Tunable and Robust Long-Range Coherent Interactions between Quantum Emitters Mediated by Weyl Bound States

Long-range coherent interactions between quantum emitters are instrumental for quantum information and simulation technologies, but they are generally difficult to isolate from dissipation. Here, we show how such interactions can be obtained in photonic Weyl environments due to the emergence of an exotic bound state whose wave function displays power-law spatial confinement. Using an exact formalism, we show how this bound state can mediate coherent transfer of excitations between emitters, with virtually no dissipation and with a transfer rate that follows the same scaling with distance as the bound state wave function.
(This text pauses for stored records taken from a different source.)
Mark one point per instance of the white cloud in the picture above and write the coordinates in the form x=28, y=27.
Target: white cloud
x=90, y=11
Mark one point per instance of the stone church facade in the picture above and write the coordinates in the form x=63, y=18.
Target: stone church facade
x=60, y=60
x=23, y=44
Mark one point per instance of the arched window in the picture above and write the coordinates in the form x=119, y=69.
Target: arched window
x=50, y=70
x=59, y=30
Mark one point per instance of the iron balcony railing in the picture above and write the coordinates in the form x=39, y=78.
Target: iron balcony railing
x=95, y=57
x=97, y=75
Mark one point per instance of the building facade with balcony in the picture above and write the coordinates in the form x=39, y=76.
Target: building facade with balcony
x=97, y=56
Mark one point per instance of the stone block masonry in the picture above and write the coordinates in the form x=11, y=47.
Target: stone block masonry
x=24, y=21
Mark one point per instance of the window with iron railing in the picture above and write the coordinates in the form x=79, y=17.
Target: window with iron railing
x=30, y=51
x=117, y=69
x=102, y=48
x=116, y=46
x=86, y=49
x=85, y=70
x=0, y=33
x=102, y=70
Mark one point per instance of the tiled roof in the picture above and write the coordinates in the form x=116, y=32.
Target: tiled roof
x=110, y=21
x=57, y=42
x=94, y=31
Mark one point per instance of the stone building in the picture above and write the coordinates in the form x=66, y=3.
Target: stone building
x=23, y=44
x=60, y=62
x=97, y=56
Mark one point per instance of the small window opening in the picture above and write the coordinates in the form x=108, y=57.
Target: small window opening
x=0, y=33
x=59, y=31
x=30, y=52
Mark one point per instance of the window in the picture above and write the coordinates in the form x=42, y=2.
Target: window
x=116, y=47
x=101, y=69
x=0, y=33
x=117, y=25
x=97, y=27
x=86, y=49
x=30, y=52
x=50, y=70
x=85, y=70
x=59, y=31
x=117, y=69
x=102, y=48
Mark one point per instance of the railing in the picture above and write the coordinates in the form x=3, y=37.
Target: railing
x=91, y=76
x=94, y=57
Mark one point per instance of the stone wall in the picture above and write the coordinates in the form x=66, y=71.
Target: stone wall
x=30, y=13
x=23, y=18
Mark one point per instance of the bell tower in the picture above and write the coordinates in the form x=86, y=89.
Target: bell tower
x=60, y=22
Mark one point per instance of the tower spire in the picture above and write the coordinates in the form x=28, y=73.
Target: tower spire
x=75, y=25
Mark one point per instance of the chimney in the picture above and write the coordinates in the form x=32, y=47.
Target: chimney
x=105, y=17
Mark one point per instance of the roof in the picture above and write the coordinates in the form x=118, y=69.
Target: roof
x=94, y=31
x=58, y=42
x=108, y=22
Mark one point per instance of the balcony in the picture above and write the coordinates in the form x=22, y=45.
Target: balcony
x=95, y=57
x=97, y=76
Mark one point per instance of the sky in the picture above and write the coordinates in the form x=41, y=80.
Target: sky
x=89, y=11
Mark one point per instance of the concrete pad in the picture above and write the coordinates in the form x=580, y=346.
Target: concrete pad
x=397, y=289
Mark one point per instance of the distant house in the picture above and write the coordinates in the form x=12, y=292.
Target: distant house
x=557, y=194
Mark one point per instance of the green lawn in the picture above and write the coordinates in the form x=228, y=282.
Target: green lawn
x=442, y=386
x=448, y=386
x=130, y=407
In addition, we show that the topological nature of Weyl points translates into two important features of the Weyl bound state, and, consequently, of the interactions it mediates: first, its range can be tuned without losing the power-law confinement, and, second, they are robust under energy disorder of the bath. To our knowledge, this is the first proposal of a photonic setup that combines simultaneously coherence, tunability, long range, and robustness to disorder. These findings could ultimately pave the way for the design of more robust long-distance entanglement protocols or quantum simulation implementations for studying long-range interacting systems.

Figure 1

(a) Schematics of the analyzed system. Blue (red) shallow cylinders represent sites belonging to the $A$ ($B$) sublattice. Solid and dashed arrows correspond to positive and negative first-neighbor hoppings, $J$, respectively. $M$ denotes the sublattice frequency offset, whereas $a$ is the lattice constant. (b) Band structure of the system shown in (a), as calculated for $M=0$. The frequency of the Weyl point (${\omega }_W$) is marked with an arrow. (c) Density of states, $D(\omega )$, associated to the bath with $M=0$.

Figure 2

(a) Exact dynamics of the emitter’s excited state population, $|C_e(t){|}^2$, calculated for $M=0$, $M=J$, and $M=2J$ (shown as purple, orange, and green lines, respectively). The dashed line stands for the Markovian prediction. Inset shows $|C_e(t\to \infty ){|}^2$ versus $M$ (the cases displayed in the main figure are marked with the corresponding color code). In all displayed results, $\mathrm{\Delta }={\mathrm{\Delta }}_c$ and $g=0.5J$ is assumed. (b) Left, center, and right upper panels display the three-dimensional distribution of the normalized photonic component of the Weyl bound state for $M=0$, $J$, and $2J$, respectively. Lower panels show cuts of the corresponding spatial distributions along the $x$, $y$ directions and $z$ direction, as a function of the distance $d$ to the quantum emitter. In these panels, blue (red) bars identify the sites belonging to the $A$ ($B$) sublattice, respectively. For each value of $M$, the emitter is detuned from the Weyl frequency by the associated critical value ${\mathrm{\Delta }}_c$.

Figure 3

(a),(b),(c) Frequency of the population’s exchange experienced by two vertically aligned emitters as a function of the separation between them for $M=0$, $J$, and $2J$, respectively. Both emitters feature $\mathrm{\Delta }={\mathrm{\Delta }}_c$ and are coupled to sites belonging to the $A$ sublattice. Gray dashed lines display the power law behavior associated to the Weyl bound state’s confinement in the single emitter case. Insets show the dynamics of the excited state populations corresponding to two emitters ($|C_1(t){|}^2$ and $|C_2(t){|}^2$, solid and dotted lines, respectively), coupled to two different lattice sites with relative position ${\mathbf{r}}_2-{\mathbf{r}}_1=a\widehat{z}$. In this calculation $g=0.5J$ is assumed.

Figure 4

(a),(b),(c) Photonic component of the Weyl bound state (WBS) along the $x$ direction for $M=0$ in the presence of a random onsite energy disorder characterized by the strength value $dM=0.2J,0.4J$, and $dM=0.6J$, respectively. Blue and red crosses depict the average value of the normalized WBS’s photonic component for $A$ and $B$ sites, while shadow areas span their corresponding standard deviation. For comparison, the gray dashed line displays the inverse square power law found in Fig. 3.